All arrays have a method called filter. Like map, filter builds and returns a new array derived from the original array. filter calls its callback function on each element of array, and if the callback returns anything truthy, filter copies the original element (not the truthy result) into the new array. Put another way, filter finds a subset of the original array according to a criterion decided by its callback.

  1. Use filter on the fruits array to collect only fruits which contain the letter 'e'.
  1. Pretend that filter doesn't yet exist and you have to write it yourself. Complete the following template to implement it:
function filter(array,callback) {
    // build a new array using callback to decide which elements of array to include


Any array can sort itself. The callback to sort has two parameters, which are different, unknown elements of array, and the callback indicates which is greater by returning either a positive or negative number. Here is an example of a callback which sorts an array alphabetically: function compareAlpha(strA,strB) { if (String(strA) < String(strB)) return 1; else return -1 }

  1. Use sort to sort a list of numbers in descending order.

  2. Use sort to sort the list of fruits alphabetically by their second letter.


Finally, any array can reduce itself to a single value. The process works by repeatedly "merging" an "accumulator" value with each of the array's elements. The callback function takes two inputs, the current accumulator and the next array element, and decides how they "merge" to yield the next accumulator. Here's an example of a reduce callback which counts the total number of array elements: function addOne(total,item) { return total+1; //regardless of item's value, make the new accumulator // one greater than the current accumulator (total) }

  1. Use reduce to calculate the total number of letters in a list of words.
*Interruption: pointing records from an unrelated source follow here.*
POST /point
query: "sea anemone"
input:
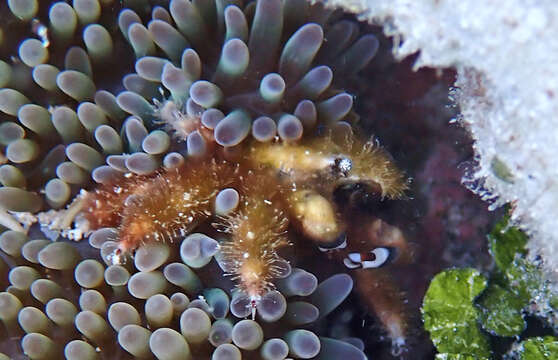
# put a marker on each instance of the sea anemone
(210, 78)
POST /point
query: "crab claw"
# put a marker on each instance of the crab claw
(370, 260)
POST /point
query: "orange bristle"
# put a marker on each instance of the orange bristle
(257, 231)
(158, 207)
(103, 206)
(173, 203)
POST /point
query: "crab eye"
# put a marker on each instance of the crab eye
(343, 165)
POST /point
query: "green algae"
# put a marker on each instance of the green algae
(450, 315)
(539, 348)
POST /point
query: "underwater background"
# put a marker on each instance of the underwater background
(408, 112)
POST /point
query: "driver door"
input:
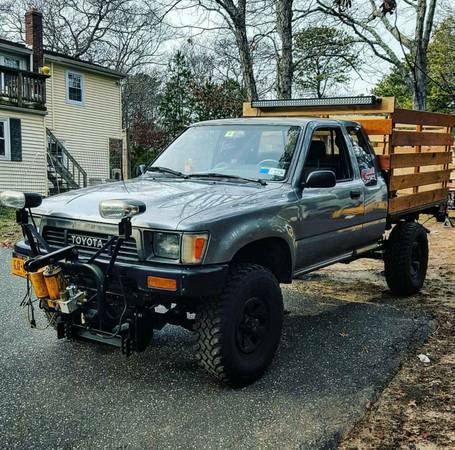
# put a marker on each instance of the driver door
(330, 219)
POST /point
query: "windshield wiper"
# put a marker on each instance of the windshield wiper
(222, 175)
(166, 170)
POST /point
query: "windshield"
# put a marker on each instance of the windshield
(249, 151)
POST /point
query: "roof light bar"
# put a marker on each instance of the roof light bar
(317, 102)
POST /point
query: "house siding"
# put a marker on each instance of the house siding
(85, 129)
(30, 174)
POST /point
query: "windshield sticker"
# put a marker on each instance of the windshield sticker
(277, 172)
(234, 133)
(272, 171)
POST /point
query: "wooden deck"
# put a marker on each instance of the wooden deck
(413, 147)
(22, 89)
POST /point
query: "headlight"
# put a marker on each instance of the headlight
(193, 247)
(118, 209)
(166, 245)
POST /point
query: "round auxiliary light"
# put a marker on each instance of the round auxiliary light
(19, 200)
(119, 209)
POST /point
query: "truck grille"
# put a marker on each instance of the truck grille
(88, 243)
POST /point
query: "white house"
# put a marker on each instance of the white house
(60, 117)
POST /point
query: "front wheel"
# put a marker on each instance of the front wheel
(239, 332)
(406, 258)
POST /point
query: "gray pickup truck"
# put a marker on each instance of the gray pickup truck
(204, 236)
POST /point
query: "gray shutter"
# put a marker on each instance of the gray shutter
(15, 133)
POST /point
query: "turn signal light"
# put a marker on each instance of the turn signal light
(167, 284)
(193, 247)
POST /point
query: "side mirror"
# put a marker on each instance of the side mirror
(140, 170)
(321, 179)
(20, 200)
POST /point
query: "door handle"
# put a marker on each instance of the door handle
(355, 194)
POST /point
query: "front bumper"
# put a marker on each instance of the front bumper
(192, 281)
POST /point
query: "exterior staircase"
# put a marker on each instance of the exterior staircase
(63, 171)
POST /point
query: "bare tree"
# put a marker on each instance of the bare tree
(285, 68)
(383, 36)
(123, 34)
(235, 17)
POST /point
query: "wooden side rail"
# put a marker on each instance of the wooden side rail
(401, 160)
(413, 201)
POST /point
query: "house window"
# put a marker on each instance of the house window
(11, 62)
(5, 151)
(75, 88)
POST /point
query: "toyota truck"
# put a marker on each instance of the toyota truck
(208, 231)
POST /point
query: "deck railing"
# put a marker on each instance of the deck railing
(22, 89)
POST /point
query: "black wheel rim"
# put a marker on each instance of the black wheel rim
(416, 259)
(252, 328)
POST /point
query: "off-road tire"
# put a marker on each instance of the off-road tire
(406, 258)
(220, 322)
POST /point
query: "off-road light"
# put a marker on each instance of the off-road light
(20, 200)
(193, 247)
(119, 209)
(317, 102)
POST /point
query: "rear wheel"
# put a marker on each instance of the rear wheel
(406, 258)
(238, 334)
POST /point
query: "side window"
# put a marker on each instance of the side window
(365, 159)
(74, 88)
(328, 151)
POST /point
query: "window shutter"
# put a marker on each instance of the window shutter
(15, 139)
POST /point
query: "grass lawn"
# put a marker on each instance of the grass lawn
(10, 232)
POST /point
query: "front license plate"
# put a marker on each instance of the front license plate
(17, 266)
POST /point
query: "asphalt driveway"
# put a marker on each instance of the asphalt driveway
(335, 357)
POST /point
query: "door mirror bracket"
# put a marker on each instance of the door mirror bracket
(320, 179)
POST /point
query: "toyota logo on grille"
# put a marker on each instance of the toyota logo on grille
(86, 241)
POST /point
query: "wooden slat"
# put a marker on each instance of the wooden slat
(376, 126)
(399, 160)
(416, 200)
(418, 179)
(413, 138)
(409, 116)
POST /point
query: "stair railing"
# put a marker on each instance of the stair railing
(64, 164)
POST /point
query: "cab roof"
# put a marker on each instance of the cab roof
(292, 121)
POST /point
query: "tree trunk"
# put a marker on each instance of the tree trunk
(284, 63)
(420, 80)
(246, 61)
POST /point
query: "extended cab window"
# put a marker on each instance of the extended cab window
(364, 156)
(328, 151)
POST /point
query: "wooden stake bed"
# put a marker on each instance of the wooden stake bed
(413, 147)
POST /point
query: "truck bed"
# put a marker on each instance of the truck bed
(414, 148)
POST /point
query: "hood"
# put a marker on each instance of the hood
(168, 202)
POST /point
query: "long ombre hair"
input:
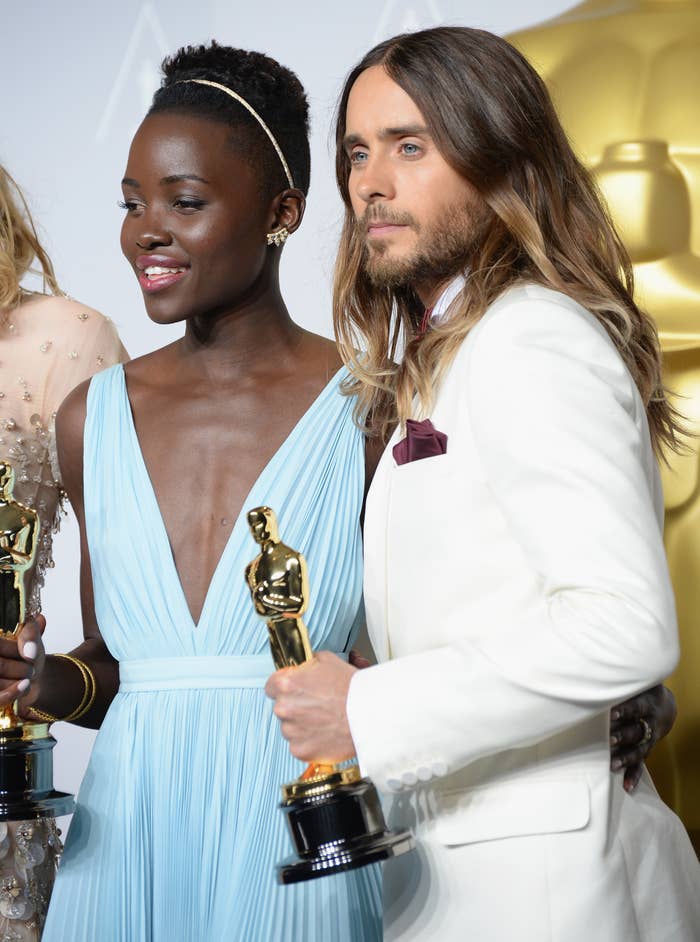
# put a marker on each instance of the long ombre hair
(19, 245)
(492, 119)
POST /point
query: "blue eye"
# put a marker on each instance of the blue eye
(357, 156)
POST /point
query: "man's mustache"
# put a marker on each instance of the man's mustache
(387, 217)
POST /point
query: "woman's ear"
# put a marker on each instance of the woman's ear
(287, 211)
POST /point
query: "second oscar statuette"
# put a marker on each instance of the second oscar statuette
(334, 814)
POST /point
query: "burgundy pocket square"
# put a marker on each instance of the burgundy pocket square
(422, 440)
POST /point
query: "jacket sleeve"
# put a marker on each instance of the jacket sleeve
(560, 435)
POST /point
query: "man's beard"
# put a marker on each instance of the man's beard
(442, 251)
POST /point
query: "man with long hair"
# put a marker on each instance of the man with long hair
(515, 580)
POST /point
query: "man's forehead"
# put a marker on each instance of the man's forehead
(377, 103)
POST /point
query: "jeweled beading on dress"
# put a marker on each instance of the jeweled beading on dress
(177, 828)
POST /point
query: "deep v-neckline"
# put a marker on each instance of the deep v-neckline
(149, 489)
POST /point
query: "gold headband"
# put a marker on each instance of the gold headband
(242, 101)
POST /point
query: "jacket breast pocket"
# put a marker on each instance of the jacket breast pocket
(512, 810)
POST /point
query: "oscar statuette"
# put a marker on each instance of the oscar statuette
(26, 768)
(333, 813)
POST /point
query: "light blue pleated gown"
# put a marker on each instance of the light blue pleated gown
(177, 828)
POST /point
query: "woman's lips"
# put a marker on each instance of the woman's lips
(157, 277)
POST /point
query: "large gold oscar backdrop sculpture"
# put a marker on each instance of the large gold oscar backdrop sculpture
(625, 77)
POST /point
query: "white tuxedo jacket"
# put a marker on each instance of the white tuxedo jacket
(516, 587)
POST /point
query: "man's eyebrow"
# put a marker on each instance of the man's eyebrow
(406, 130)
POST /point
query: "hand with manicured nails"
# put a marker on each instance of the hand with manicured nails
(310, 704)
(21, 663)
(628, 745)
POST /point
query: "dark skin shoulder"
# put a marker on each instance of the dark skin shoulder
(205, 440)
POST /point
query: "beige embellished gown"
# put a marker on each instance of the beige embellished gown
(47, 346)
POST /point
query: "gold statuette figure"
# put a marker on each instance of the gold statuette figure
(334, 814)
(279, 584)
(26, 774)
(624, 76)
(19, 530)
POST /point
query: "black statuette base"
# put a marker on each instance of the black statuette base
(339, 830)
(26, 780)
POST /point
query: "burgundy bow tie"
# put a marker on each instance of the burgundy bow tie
(422, 440)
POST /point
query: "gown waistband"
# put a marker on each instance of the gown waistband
(196, 673)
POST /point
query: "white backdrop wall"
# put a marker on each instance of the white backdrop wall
(75, 80)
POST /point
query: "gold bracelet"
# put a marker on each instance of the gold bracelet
(89, 694)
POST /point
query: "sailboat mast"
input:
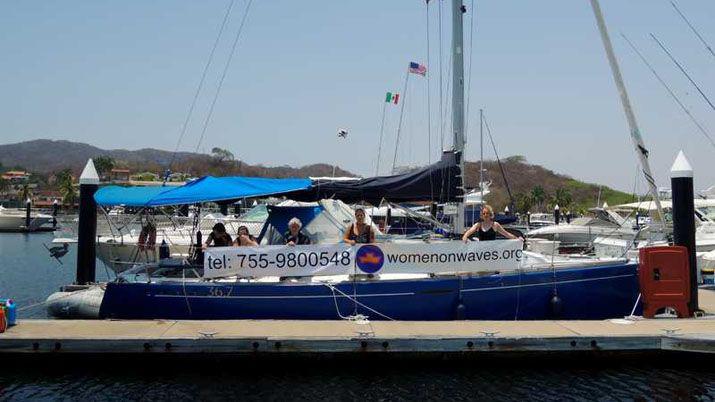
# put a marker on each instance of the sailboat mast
(458, 98)
(638, 143)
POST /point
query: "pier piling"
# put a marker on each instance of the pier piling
(681, 182)
(28, 210)
(87, 230)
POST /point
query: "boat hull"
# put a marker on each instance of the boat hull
(596, 292)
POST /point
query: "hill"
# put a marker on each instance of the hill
(533, 187)
(49, 156)
(536, 188)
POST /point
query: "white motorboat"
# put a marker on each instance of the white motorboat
(15, 220)
(604, 223)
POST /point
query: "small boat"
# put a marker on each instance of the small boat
(15, 220)
(582, 231)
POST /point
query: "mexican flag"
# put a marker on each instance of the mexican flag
(392, 98)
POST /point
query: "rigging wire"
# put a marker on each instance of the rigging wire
(224, 73)
(695, 31)
(441, 82)
(501, 167)
(399, 124)
(469, 67)
(683, 71)
(670, 91)
(447, 122)
(201, 85)
(429, 104)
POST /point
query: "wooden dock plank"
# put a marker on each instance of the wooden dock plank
(345, 336)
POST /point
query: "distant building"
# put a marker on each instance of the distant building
(45, 199)
(119, 175)
(16, 176)
(145, 176)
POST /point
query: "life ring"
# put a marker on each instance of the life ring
(147, 238)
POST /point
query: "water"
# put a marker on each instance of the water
(28, 274)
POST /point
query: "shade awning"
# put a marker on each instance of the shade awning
(205, 189)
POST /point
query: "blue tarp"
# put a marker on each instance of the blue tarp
(279, 216)
(205, 189)
(128, 196)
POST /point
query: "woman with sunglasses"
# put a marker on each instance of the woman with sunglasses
(487, 229)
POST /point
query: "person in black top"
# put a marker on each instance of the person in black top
(359, 232)
(294, 235)
(244, 238)
(487, 229)
(218, 237)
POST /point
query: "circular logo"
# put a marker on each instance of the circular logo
(369, 258)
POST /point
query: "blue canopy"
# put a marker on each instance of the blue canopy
(205, 189)
(129, 196)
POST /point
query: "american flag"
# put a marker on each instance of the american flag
(416, 68)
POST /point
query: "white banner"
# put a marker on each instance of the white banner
(341, 259)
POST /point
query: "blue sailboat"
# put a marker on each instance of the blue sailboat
(177, 289)
(579, 289)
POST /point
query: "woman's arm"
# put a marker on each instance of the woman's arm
(209, 240)
(248, 241)
(470, 232)
(503, 231)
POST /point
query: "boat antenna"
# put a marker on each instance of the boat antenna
(198, 89)
(402, 112)
(670, 91)
(638, 143)
(458, 9)
(481, 152)
(695, 31)
(682, 70)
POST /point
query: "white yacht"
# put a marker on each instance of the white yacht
(580, 231)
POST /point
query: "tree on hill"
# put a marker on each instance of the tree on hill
(4, 185)
(524, 202)
(104, 164)
(222, 155)
(24, 193)
(538, 195)
(562, 197)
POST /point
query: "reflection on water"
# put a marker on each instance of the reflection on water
(349, 380)
(28, 274)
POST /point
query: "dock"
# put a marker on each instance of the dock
(355, 337)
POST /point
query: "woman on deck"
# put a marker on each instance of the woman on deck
(218, 237)
(487, 229)
(359, 232)
(244, 238)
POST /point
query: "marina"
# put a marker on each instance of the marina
(152, 263)
(250, 337)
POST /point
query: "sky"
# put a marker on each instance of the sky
(123, 75)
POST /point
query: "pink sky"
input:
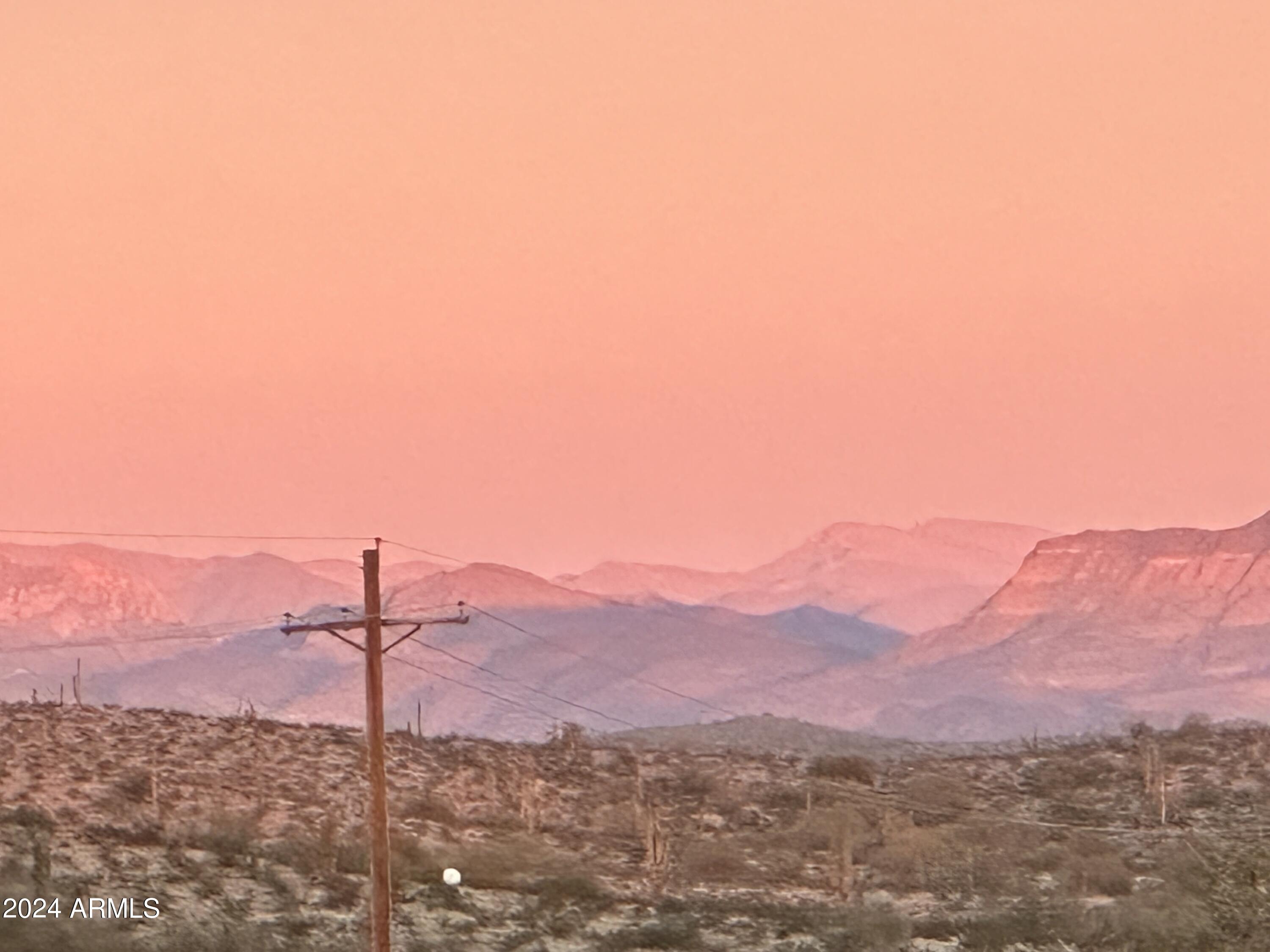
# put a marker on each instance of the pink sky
(545, 283)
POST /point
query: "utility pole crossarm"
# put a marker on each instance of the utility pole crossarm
(359, 624)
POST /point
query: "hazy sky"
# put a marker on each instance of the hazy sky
(547, 283)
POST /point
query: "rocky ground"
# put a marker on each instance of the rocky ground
(249, 836)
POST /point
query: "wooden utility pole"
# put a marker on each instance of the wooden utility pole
(374, 625)
(381, 895)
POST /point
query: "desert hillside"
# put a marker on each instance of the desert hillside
(249, 834)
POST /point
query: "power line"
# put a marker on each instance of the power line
(185, 635)
(473, 687)
(188, 535)
(425, 551)
(602, 664)
(527, 687)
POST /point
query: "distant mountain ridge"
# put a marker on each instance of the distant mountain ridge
(907, 579)
(1088, 631)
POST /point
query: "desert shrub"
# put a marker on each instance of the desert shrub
(134, 787)
(430, 808)
(670, 933)
(1203, 796)
(342, 891)
(844, 768)
(352, 855)
(784, 799)
(230, 837)
(1027, 924)
(1094, 866)
(141, 834)
(412, 861)
(713, 861)
(870, 930)
(694, 784)
(28, 817)
(944, 796)
(498, 865)
(560, 891)
(1156, 923)
(1058, 776)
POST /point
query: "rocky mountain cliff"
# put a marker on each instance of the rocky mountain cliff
(1159, 587)
(906, 579)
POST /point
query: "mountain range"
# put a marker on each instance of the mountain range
(952, 630)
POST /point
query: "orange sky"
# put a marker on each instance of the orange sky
(550, 282)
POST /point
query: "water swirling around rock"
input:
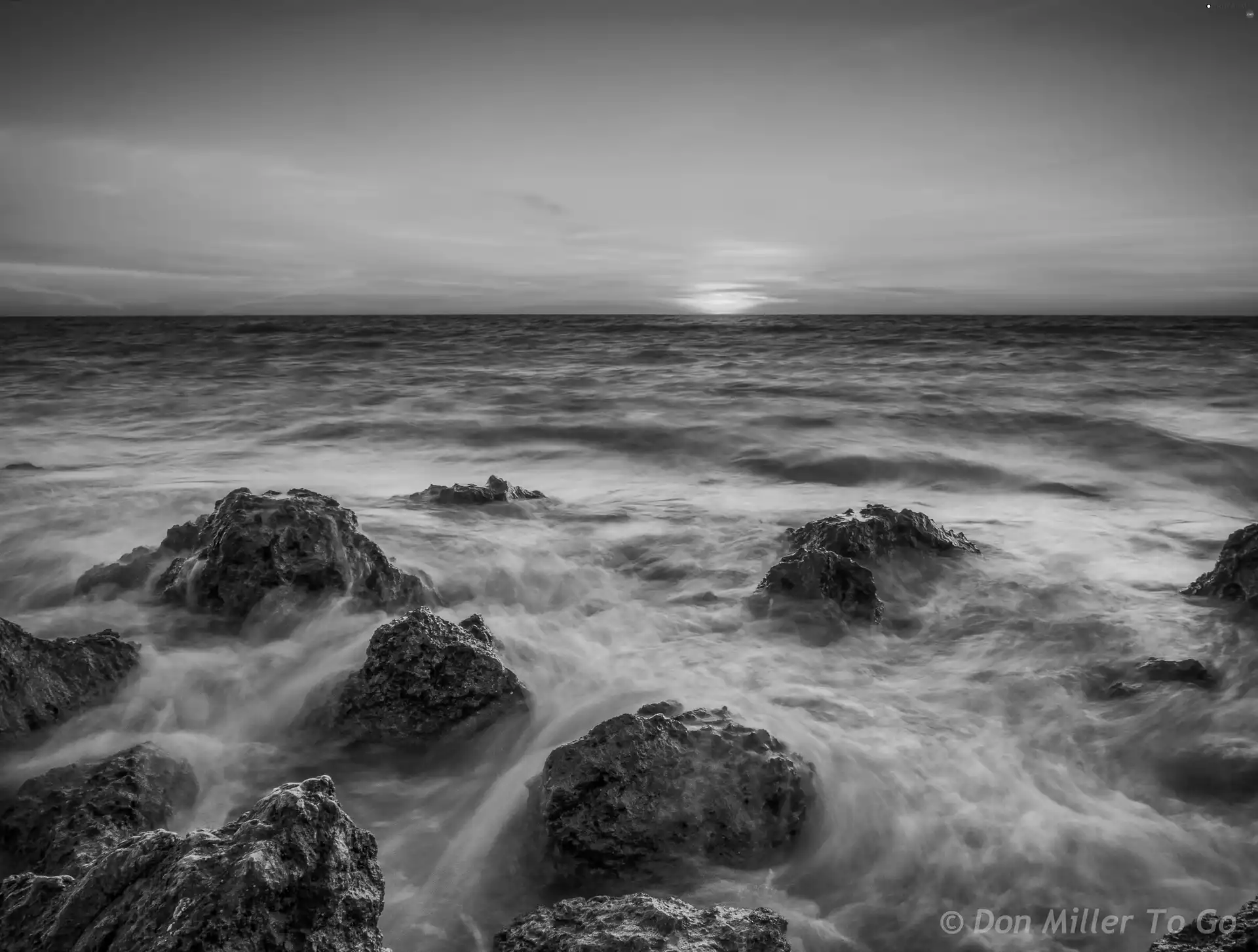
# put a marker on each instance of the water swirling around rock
(959, 760)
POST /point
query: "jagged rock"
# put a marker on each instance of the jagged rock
(1234, 577)
(643, 923)
(46, 681)
(1187, 672)
(425, 679)
(816, 574)
(67, 818)
(495, 491)
(657, 791)
(294, 873)
(1241, 937)
(1107, 682)
(877, 532)
(302, 544)
(135, 569)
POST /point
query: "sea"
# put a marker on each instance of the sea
(972, 793)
  2. Use reduce to compute the smallest number in a list of numbers.


Using the following list of addresses:

var addresses = ["Tom McCluskey; 735 SW 20th Place; Portland, OR 97205", "Tyler Durden; 420 Paper St.; Wilmington, DE 19886", "Dana Scully; 3170 W. 53rd Rd. # 35; Annapolis, MD 21402", "Lisa Simpson; 742 Evergreen Terrace; Springfield, USA 02358", "Ada Lovelace; 12 St. James's Square; London, England SW1Y4JH",
"Sherlock Holmes; 221-B Baker St.; London, England NW16XE", "Bilbo Baggins; Bag End, Bagshot Row; Hobbiton, The Shire 10392", "Santa Claus; North Pole H0H0H0", "Sue Richards; Baxter Building; 42nd St & Madison Ave.; Manhattan, NY 10101-7435", "Kubla Khan; 1 Stately Pleasure Dome; Xanadu, 90210", "Arthur Dent; 155 Country Lane; Cottington, England, Earth"]
  1. Generate a list of shortened entries, each of the form "Holmes, Sherlock: NW16XE"

  2. Generate a list of just the last names of everyone.

  3. Return a subset of the original entries for which the person's last name is shorter than their first name.

  4. Sort the original entries alphabetically by the person's last name.

  5. Find the full address of the person whose name is longest.

Rewrite for Fun and Profit

Return to any of the exercises you've solved this week using a for loop with an array, and rewrite it using either map or forEach.


Write a function setReminder(dateDescription, action) which receives a string dateDescription and a callback function action. Use the dateDescription to construct a Date object (see dates), find the delay from now until then, and schedule your reminder action for that time using setInterval.